Hi everyone, I would really like to set up a 55 gallon African cichlid tank I am not planning on having it planted. I would like to have lake Malawi cichlids. I would like it if someone very experienced explained to me the ropes and gives me lots of tips! 

some general questions I have!

these are the African cichlids I would like to put in the aquarium 
- electric yellow labs 
- red zebras 
- snow white cichlid 
- electric blue hap 
if there are any problems I'm not seeing with this set up please feel free to tell me and if there are any other really cool beginner cichlids I should check out please feel free to tell me!? or change up my selection list

another question is what's a good male to female ratio?

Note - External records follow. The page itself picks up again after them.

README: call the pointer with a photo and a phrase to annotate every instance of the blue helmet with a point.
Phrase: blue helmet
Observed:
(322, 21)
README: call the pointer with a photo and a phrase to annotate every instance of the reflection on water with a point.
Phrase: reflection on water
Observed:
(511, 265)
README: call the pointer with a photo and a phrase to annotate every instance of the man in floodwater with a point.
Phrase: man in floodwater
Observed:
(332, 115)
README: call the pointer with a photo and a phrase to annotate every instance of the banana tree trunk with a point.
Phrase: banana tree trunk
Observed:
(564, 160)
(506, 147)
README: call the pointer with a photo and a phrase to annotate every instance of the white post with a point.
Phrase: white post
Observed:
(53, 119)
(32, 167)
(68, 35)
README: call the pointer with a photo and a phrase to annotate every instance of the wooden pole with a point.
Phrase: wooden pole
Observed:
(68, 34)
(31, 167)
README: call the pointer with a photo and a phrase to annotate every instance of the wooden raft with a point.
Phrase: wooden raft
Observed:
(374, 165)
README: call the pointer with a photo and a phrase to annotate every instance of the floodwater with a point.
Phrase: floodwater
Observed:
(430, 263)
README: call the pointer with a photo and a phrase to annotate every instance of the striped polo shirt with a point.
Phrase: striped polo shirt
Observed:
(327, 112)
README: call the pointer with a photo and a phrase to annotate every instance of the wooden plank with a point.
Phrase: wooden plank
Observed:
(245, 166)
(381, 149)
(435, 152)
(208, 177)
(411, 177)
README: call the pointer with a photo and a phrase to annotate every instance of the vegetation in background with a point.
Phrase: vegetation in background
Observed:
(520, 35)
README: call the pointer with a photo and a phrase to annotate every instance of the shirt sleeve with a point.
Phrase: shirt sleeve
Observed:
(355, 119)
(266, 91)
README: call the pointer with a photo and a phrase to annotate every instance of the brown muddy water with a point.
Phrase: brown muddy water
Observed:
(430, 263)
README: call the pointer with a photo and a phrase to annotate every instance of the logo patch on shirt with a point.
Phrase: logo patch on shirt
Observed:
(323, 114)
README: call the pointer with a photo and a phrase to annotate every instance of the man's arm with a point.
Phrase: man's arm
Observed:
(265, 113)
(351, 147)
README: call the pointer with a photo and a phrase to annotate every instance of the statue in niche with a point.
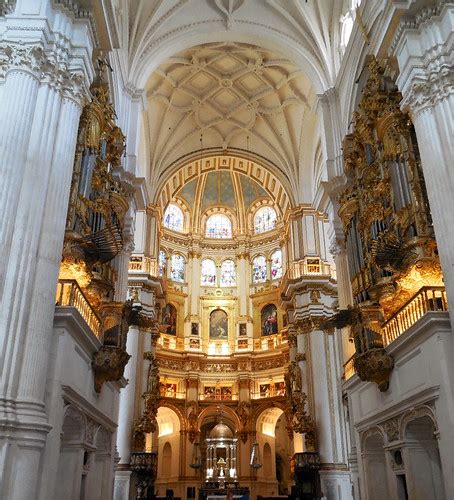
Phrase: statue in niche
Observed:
(269, 320)
(219, 327)
(153, 380)
(169, 320)
(293, 382)
(195, 329)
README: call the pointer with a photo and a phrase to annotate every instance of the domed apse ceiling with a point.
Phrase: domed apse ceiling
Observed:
(227, 189)
(231, 96)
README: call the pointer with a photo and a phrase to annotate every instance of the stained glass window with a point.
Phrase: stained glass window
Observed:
(177, 268)
(162, 263)
(208, 275)
(228, 273)
(265, 219)
(173, 217)
(218, 226)
(276, 264)
(259, 269)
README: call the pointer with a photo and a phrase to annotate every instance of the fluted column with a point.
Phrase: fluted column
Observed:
(41, 90)
(424, 47)
(128, 395)
(194, 282)
(345, 297)
(242, 282)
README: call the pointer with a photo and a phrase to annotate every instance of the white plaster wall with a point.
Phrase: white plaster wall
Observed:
(422, 375)
(70, 380)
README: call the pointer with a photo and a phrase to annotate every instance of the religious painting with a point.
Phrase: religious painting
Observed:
(169, 320)
(269, 320)
(226, 393)
(219, 328)
(279, 388)
(194, 343)
(242, 344)
(168, 390)
(265, 390)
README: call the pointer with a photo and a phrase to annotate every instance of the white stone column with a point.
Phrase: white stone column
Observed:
(127, 396)
(41, 87)
(424, 47)
(194, 259)
(242, 283)
(326, 395)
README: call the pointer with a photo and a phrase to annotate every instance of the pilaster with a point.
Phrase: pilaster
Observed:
(44, 76)
(424, 48)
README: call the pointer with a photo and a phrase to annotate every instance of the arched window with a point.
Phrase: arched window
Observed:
(162, 263)
(228, 273)
(208, 274)
(173, 217)
(276, 264)
(177, 264)
(265, 219)
(218, 226)
(259, 269)
(219, 325)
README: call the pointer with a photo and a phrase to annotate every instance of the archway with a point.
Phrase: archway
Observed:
(375, 467)
(274, 443)
(168, 449)
(424, 474)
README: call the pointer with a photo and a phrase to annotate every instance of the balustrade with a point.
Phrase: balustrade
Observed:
(426, 300)
(69, 294)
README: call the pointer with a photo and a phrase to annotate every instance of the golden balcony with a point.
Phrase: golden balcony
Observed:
(69, 294)
(428, 299)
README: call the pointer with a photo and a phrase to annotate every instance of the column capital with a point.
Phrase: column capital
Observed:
(425, 57)
(45, 67)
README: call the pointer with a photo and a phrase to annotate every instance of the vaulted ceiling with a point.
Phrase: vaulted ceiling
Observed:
(231, 75)
(229, 96)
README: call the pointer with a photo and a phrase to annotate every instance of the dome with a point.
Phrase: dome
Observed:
(221, 431)
(222, 188)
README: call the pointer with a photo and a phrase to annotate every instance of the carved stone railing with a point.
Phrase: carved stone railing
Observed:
(70, 294)
(349, 369)
(171, 342)
(427, 299)
(269, 342)
(144, 463)
(142, 264)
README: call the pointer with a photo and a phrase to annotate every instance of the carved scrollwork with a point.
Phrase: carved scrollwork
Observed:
(374, 365)
(108, 365)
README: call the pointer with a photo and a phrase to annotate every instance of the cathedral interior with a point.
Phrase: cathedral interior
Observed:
(227, 249)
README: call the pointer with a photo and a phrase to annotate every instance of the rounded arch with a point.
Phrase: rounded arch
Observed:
(264, 219)
(170, 421)
(74, 425)
(267, 420)
(414, 414)
(216, 228)
(177, 270)
(256, 207)
(376, 433)
(267, 460)
(174, 217)
(212, 413)
(259, 268)
(208, 272)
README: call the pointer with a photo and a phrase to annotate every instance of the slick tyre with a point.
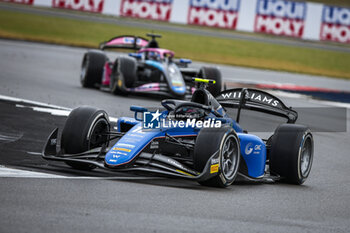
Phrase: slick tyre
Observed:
(225, 141)
(123, 74)
(214, 74)
(92, 68)
(291, 153)
(86, 128)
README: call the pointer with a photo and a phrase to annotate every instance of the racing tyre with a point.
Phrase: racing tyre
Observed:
(123, 74)
(92, 68)
(85, 129)
(215, 74)
(292, 153)
(224, 140)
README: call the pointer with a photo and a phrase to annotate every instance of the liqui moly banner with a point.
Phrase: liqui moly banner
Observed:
(28, 2)
(335, 24)
(214, 13)
(280, 17)
(147, 9)
(81, 5)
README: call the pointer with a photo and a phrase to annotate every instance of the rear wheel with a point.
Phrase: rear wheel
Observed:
(86, 128)
(291, 153)
(214, 74)
(92, 68)
(224, 140)
(123, 74)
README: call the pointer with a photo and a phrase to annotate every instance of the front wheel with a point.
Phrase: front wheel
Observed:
(226, 142)
(92, 68)
(291, 153)
(86, 128)
(124, 74)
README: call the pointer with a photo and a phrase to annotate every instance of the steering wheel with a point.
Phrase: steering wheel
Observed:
(171, 105)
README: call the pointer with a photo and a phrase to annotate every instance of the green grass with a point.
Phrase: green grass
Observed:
(209, 49)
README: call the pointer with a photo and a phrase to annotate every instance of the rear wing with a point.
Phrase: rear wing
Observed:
(125, 42)
(256, 100)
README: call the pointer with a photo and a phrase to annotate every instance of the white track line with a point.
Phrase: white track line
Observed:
(44, 107)
(6, 172)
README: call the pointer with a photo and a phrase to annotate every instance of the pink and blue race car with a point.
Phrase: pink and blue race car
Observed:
(149, 70)
(198, 139)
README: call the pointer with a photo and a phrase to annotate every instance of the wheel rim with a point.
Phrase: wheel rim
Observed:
(306, 156)
(229, 158)
(98, 135)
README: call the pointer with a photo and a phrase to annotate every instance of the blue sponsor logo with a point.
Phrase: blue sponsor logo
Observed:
(151, 120)
(282, 9)
(226, 5)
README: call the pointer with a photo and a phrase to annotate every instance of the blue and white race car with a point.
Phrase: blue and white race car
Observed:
(194, 139)
(148, 70)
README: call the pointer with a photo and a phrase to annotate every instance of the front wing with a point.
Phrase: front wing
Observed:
(145, 162)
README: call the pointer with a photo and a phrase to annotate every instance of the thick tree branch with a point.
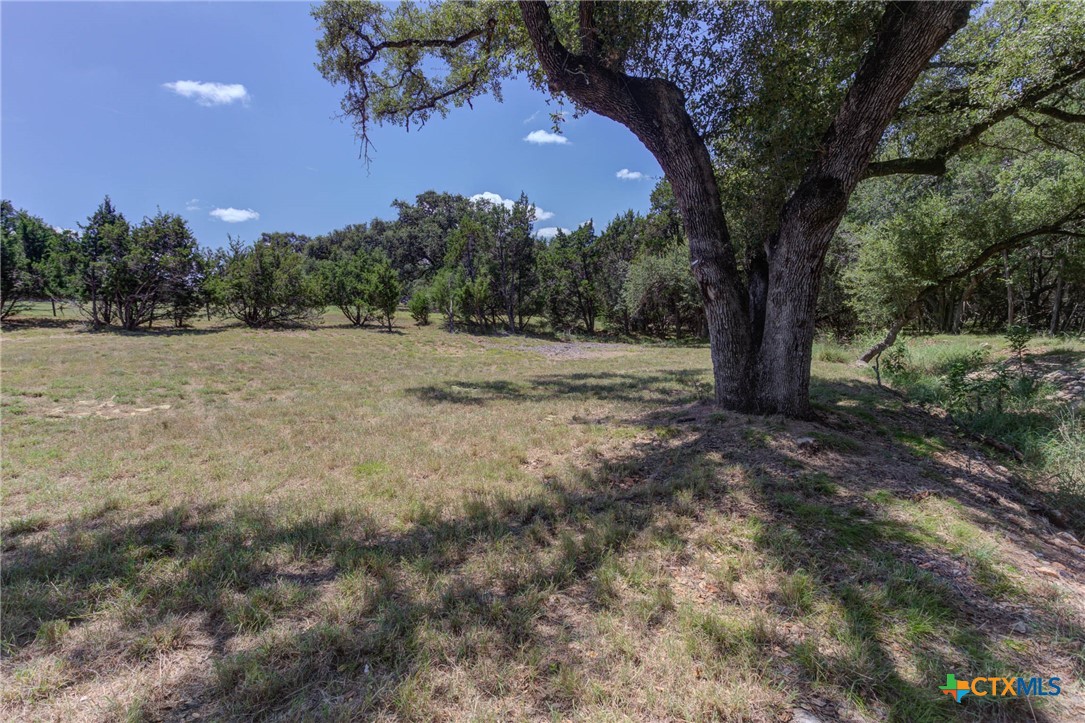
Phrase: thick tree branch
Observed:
(589, 34)
(1059, 114)
(654, 110)
(935, 164)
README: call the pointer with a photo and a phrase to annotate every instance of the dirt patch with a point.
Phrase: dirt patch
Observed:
(574, 350)
(101, 409)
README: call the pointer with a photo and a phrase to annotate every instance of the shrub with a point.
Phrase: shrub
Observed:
(266, 286)
(419, 307)
(385, 289)
(1017, 338)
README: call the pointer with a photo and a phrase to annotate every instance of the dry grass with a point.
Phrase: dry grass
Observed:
(341, 523)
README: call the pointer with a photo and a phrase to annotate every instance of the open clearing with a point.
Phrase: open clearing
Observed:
(342, 523)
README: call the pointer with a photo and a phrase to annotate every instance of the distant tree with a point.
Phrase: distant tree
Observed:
(348, 284)
(570, 276)
(763, 116)
(443, 293)
(661, 293)
(511, 257)
(154, 271)
(617, 245)
(417, 241)
(266, 286)
(385, 289)
(14, 268)
(103, 238)
(419, 306)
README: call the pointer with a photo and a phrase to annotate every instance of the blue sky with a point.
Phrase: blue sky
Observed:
(90, 105)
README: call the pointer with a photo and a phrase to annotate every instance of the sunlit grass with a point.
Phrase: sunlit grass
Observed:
(344, 523)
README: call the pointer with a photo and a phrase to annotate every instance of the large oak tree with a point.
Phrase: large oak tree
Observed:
(764, 114)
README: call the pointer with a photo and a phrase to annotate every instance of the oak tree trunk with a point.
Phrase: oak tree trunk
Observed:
(761, 327)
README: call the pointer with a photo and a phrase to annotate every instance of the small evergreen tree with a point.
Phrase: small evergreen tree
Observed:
(385, 289)
(419, 306)
(266, 286)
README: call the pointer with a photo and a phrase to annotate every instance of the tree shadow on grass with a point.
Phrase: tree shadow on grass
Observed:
(664, 387)
(335, 618)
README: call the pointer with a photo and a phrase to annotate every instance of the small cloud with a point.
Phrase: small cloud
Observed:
(545, 138)
(508, 203)
(550, 231)
(234, 215)
(209, 93)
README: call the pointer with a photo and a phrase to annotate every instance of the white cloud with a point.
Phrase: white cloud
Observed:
(209, 93)
(545, 137)
(508, 203)
(234, 215)
(550, 231)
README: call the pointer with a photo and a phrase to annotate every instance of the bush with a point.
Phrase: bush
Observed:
(385, 290)
(662, 295)
(266, 286)
(419, 307)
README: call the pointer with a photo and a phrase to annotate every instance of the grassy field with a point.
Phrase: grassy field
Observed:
(344, 523)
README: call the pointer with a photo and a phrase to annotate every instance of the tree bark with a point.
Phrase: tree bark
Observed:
(908, 36)
(1009, 290)
(761, 333)
(1057, 303)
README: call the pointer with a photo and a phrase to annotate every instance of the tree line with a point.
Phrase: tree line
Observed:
(477, 264)
(993, 243)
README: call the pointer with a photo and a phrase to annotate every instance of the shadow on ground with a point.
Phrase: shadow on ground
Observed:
(333, 618)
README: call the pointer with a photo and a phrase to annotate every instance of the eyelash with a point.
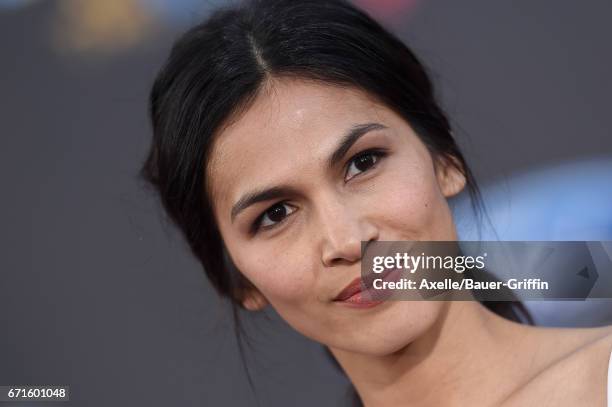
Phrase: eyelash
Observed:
(378, 153)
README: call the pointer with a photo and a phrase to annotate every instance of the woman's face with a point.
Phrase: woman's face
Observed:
(299, 180)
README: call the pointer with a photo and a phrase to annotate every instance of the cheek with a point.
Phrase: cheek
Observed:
(411, 202)
(283, 276)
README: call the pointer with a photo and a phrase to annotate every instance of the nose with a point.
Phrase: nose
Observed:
(343, 229)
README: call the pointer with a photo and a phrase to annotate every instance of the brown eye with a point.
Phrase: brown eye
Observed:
(275, 215)
(362, 163)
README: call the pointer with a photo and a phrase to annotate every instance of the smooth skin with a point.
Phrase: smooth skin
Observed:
(300, 246)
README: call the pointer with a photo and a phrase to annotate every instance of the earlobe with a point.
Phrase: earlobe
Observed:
(450, 177)
(254, 300)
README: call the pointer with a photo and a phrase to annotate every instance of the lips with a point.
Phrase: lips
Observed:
(360, 285)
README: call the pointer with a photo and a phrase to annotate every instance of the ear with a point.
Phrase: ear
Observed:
(449, 173)
(254, 300)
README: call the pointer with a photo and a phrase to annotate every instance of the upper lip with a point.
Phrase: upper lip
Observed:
(359, 284)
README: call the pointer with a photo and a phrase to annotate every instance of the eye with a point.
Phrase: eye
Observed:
(273, 216)
(363, 162)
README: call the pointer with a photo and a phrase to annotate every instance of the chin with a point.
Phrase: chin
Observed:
(392, 329)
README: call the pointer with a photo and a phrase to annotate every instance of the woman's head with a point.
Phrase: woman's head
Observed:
(285, 133)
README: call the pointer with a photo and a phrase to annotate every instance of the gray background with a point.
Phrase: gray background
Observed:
(98, 292)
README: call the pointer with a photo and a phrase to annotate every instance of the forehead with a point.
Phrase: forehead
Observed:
(284, 136)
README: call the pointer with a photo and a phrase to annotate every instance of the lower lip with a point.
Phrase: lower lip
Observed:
(363, 299)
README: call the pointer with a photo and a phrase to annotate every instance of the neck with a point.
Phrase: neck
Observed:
(451, 364)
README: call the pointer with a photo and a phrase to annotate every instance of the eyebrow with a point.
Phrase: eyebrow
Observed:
(267, 194)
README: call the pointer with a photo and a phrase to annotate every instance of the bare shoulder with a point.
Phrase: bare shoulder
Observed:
(576, 374)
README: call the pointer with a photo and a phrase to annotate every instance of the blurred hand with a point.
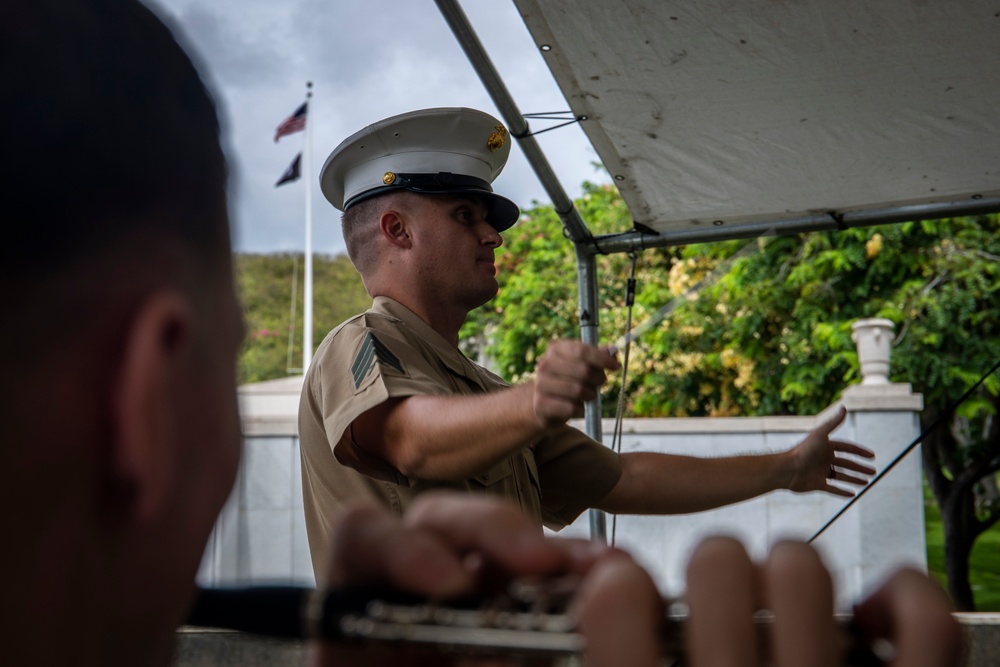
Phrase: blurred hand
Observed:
(452, 545)
(820, 461)
(569, 374)
(725, 589)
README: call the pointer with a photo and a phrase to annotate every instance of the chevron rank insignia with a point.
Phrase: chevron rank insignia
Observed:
(372, 352)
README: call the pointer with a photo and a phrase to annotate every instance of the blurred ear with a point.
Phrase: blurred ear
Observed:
(393, 227)
(145, 461)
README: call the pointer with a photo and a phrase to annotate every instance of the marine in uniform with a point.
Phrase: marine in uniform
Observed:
(392, 408)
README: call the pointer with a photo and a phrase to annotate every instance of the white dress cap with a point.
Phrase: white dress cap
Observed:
(431, 151)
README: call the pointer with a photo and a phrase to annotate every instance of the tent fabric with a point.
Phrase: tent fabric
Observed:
(713, 112)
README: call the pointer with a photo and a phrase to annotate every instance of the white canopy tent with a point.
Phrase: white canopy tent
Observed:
(722, 119)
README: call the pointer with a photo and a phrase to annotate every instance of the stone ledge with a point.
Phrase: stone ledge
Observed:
(881, 398)
(201, 647)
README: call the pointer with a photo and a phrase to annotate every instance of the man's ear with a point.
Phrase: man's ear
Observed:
(393, 227)
(145, 462)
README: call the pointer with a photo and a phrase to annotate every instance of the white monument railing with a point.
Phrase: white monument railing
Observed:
(261, 536)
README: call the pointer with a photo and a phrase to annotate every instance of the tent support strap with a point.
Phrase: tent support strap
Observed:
(572, 222)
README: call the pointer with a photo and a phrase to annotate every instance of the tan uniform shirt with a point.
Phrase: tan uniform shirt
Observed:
(390, 352)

also what is a good filter to get for my 55g tank? for the cichlids?

how do I know the ph of my tap water and if its low how can I boost it up into that ph 7.6 - 8.4 African cichlids like (I am already planning on using coral sand!)

This is all new to me in general so sorry for the beginner questions


----------



## AJJCneedsHELP (Aug 6, 2013)

I would also add 2 bristlenose plecos and would like to add also a bumble bee cichlid. I would really like some filtration advice for my 55 g need help please!


----------



## clhinds78 (Jul 27, 2012)

I would not do both yellow labs and red zebras together as they are very similar in color and could easily crossbreed. Furthermore, red zebras are one of the more aggressive mbuna and not recommended for beginners. Check out the 55G cookie cutter setup in the library section of this site for some good species selection. The recommended m/f ratio for most mbuna is 1/4-5f. Females haps are very drab so most ppl just keep the males. If you do this you want to have plenty of other fish in the tank.

Get yourself an API freshwater test kit. It will help you test all your water parameters.

The filter really depends on how many fish you have and what size. You want to think about the full grown size and number of your fish when deciding. 15 full grown fish produce a lot more waste than 15 juvies. The recommended filter flow rate is 8-10x the tank volume an hour. So for a 55G that would be somewhere between 450 and 550GPH. I would go for a canister on this sized tank. There are many options out there, Fluvals and Ehiems are very popular and are very good filters, but they are expensive. Renas and Aquatops are a little more reasonable and still do a good job. I have an Aquatop cf500uv on my 75G tank and it does a great job. You could go with a hang-on-back filter for something a little cheaper. The Aquaclear 110 would be a good option for this tank. However, I prefer canisters on my larger tanks as they are quiet, have more filter media volume and there is less ugly equipment in your tank. Its really up to you and your budget tho.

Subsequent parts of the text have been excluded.